>>96214682 (OP)
Luke Crane is a man with awesome ideas, terrible formatting, overly dense writing, and somewhat unintuitive methods of conveying his ideas in practice. Readers have to do a lot of heavy lifting.
Mouseguard is an upgrade to Burning Wheel in readability. The core mechanic is simple. Get a dice pool of D6's and 4+ is a success.
Combat uses his "Fight! Fight! Fight!" mechanic from BW. You choose 3 actions in secret (as does your opponent) and reveal them. Depending on the interaction you either roll separately (both can succeed or fail), roll an opposed test (highest wins), or feint bullshit (feint prevents defense). There are social analogues to this for social combat.

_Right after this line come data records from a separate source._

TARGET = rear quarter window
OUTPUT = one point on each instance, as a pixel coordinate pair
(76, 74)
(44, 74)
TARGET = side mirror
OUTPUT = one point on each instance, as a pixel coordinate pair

Goal is to increase "disposition", an abstraction of your position in the conflict, reducing your opponent to 0 triggers a compromise favorable to the winning team's disposition based on how much disposition the winner lost. This triggers a major compromise (you won but at a major cough) to minor compromise (you won with little cost). For example, you're fighting and death is on the line as a possible outcome (say you're fighting a snake) and you win but only have a few points of disposition left... you kill the snake but its body pins you to the ground. You'll starve unless your friend finds you.
It's very narrative and BW clearly inspired some ideas used by PbtA (and later FitD systems). A lot of the game is played sort of "negotiating" the possible consequences between the GM and the player. I like the idea and I love some of the ideas in the book (particularly beliefs, instincts, etc. And the stat "Nature" which is basically how much of a mouse vs person you are) but in practice I found it somewhat clunky to use.
>>96214754
Torchbearer is the more polished system. It's also a very different experience (heavy focus on "the grind" and condition management).
Midwits like me prefer Mausritter if the theme is important (playing a Redwall-style game).